The U.S. economy isn't likely to recover until "well into 2010," Wilbur Ross, chairman and CEO of WL Ross & Co., said Monday.

"The consumer still has not been rehabilitated" and that's the big problem halting the return to growth, given that the consumer used to be almost 70 percent of the U.S. economy, Ross told "Squawk Box."

It's doubtful that the government's stimulus package will boost growth anytime soon and called for the White House to the renew the Term-Asset Backed Securities Loan Facility (TALF) program as it expires in coming months.

"I don't see how we can do without it," Ross said.

The recent increase in the savings rate was a positive for the long term, but for the economy in the near term it was problematic as the consumer is cutting spending on products which may help with the economy's healing, he said.

If the savings rate goes to 8 or 10 percent and stays there, that would be "a really serious thing because the only thing to offset it whatever the government does," he said.

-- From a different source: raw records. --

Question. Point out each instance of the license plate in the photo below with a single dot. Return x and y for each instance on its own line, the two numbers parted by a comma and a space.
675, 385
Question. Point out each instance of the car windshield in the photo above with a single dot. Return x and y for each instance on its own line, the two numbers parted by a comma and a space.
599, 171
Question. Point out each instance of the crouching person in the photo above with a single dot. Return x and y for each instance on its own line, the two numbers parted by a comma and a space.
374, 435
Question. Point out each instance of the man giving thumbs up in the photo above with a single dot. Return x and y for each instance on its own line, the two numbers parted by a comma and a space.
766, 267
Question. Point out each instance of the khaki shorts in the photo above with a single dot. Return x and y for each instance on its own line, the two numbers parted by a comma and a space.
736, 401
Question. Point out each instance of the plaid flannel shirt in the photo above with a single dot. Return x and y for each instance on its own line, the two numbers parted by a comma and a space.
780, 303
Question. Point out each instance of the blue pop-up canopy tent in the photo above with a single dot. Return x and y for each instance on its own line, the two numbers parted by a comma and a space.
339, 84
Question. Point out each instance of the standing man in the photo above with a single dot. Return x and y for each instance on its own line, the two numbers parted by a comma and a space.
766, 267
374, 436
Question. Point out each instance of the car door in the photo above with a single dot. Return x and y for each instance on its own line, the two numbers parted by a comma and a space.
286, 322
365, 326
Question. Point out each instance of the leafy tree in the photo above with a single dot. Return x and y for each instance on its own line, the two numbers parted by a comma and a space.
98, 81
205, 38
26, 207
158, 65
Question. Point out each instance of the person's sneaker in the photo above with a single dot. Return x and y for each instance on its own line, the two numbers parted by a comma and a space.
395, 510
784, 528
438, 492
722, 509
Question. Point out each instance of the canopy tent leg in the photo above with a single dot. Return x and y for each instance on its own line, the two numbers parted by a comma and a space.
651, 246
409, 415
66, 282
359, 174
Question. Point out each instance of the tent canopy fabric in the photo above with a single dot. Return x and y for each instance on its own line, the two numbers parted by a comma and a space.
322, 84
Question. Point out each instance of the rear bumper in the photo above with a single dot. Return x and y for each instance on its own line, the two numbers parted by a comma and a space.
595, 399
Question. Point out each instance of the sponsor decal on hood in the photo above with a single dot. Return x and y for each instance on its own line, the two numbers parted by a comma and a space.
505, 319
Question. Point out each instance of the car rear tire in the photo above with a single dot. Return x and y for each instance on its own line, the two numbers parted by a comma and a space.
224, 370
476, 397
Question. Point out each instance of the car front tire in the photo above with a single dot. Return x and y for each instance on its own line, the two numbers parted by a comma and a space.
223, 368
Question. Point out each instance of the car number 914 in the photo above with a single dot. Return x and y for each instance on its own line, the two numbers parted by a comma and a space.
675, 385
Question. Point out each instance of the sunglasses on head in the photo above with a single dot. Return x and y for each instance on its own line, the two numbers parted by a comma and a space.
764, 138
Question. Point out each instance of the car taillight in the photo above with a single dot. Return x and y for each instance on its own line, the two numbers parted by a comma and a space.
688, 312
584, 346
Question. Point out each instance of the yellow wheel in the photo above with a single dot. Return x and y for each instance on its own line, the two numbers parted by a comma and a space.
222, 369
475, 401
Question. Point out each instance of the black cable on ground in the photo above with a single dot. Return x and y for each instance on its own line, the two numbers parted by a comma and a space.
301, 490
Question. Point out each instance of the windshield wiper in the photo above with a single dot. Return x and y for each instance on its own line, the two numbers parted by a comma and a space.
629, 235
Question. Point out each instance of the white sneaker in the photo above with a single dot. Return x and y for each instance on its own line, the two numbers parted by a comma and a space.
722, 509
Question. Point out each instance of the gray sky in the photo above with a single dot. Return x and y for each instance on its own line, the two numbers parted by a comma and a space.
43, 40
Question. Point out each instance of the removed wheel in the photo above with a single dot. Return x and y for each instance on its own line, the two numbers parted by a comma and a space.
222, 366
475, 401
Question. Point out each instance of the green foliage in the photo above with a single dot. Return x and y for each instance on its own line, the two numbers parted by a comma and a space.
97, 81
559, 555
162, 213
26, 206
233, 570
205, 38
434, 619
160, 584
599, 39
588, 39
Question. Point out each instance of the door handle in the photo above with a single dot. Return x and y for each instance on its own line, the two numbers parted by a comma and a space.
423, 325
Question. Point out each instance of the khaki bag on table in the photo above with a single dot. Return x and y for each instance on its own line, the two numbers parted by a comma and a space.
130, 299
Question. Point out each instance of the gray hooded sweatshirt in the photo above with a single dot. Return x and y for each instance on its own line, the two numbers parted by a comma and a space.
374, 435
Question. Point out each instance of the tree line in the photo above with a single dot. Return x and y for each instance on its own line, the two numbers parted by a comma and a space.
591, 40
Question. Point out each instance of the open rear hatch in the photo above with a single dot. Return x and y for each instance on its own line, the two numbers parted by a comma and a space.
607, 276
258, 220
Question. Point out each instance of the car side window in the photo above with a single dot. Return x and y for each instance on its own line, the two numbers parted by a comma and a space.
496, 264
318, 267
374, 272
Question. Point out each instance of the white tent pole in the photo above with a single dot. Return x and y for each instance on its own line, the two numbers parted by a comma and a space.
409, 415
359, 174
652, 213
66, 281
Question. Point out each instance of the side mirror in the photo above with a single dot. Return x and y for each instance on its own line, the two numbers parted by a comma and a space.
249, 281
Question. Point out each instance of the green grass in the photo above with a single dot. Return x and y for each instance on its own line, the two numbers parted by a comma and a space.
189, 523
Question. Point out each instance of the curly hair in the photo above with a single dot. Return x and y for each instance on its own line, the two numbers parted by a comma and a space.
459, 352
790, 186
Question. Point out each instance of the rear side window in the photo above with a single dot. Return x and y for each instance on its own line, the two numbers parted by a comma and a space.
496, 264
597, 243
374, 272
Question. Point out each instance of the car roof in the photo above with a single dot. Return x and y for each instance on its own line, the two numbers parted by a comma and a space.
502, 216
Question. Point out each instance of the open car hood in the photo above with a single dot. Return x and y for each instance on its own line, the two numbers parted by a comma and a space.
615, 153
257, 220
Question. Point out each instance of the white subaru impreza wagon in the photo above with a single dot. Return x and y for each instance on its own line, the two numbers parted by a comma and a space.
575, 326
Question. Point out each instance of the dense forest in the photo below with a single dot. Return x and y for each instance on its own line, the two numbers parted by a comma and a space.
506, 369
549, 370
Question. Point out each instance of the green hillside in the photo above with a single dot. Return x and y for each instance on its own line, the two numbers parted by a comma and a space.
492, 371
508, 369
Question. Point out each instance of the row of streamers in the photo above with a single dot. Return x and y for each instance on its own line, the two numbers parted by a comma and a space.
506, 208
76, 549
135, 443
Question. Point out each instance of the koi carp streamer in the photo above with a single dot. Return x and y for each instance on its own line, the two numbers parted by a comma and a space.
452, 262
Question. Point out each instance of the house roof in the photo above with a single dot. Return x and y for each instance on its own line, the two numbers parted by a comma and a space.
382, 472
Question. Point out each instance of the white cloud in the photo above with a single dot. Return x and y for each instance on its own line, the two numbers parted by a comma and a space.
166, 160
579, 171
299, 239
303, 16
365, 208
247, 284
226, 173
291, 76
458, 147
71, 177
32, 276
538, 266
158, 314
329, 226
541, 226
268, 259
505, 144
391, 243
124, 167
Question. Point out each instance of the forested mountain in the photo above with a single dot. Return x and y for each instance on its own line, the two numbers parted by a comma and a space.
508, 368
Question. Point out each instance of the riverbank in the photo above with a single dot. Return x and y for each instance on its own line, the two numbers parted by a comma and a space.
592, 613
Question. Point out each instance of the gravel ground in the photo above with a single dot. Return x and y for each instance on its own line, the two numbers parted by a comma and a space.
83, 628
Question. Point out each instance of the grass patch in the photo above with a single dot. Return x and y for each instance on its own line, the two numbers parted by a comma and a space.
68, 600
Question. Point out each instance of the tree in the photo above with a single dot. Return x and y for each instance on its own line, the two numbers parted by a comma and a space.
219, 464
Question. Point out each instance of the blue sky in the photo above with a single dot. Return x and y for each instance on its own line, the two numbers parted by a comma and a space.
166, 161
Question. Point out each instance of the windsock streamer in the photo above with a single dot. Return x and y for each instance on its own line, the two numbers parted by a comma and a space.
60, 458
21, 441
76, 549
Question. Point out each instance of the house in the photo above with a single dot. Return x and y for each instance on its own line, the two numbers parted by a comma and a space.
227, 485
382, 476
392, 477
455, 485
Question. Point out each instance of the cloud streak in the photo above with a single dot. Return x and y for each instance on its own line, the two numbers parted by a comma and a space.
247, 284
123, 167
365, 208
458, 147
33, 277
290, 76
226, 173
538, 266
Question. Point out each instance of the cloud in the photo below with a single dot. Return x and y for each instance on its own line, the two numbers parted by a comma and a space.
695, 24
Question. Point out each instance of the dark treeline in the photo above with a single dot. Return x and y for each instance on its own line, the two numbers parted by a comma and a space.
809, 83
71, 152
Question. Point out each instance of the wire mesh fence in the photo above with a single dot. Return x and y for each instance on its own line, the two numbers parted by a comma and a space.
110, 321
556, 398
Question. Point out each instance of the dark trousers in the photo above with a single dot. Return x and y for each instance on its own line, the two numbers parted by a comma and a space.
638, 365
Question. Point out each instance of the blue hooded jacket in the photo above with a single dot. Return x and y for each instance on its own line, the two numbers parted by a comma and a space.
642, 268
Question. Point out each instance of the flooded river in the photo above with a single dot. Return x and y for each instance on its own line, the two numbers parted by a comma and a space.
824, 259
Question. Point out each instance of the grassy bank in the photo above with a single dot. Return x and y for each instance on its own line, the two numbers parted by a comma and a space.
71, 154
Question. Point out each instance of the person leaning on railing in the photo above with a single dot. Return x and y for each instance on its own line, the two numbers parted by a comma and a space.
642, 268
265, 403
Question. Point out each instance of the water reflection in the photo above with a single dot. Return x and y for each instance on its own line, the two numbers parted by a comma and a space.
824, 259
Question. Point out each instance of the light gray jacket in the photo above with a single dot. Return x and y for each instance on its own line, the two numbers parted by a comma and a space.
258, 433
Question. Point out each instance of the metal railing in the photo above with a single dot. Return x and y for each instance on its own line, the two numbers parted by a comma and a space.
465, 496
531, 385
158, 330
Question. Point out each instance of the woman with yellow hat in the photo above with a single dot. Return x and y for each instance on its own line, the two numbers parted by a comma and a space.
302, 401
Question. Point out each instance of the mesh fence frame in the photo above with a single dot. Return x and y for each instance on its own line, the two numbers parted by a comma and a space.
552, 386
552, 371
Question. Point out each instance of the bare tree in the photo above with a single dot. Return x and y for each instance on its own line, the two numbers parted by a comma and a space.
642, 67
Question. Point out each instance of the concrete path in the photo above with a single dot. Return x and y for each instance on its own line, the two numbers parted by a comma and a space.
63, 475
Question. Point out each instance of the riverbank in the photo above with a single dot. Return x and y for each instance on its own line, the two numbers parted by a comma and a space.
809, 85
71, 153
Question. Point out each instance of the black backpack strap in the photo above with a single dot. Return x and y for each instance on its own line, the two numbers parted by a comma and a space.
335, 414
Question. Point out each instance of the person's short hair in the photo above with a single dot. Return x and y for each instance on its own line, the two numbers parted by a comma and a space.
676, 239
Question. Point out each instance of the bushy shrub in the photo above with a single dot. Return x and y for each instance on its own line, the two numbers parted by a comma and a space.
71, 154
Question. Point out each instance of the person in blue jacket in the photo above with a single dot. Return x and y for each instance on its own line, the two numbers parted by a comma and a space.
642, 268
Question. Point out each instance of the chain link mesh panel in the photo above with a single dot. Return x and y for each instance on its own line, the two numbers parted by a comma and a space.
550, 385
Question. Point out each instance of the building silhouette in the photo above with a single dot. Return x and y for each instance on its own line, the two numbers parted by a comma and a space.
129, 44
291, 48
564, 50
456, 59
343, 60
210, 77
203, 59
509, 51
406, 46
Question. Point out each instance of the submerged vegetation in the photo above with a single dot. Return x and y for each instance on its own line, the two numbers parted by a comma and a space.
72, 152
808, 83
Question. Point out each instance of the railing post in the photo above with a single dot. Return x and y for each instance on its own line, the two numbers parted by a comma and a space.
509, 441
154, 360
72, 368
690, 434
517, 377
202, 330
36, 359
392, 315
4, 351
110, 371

"We're going to be heading toward France, except without the wine," Ross said, citing how liabilities are being shifted from an overleveraged consumer to the government.

"The housing market certainly hasn't stopped going down. And to me, the $6 trillion destruction in people's net worth, in and of itself, is a big deterrent to spending. The banks are still not making loans," Ross told CNBC, adding that he sees that the asset-backed commercial paper market has been "partly rehabilitated."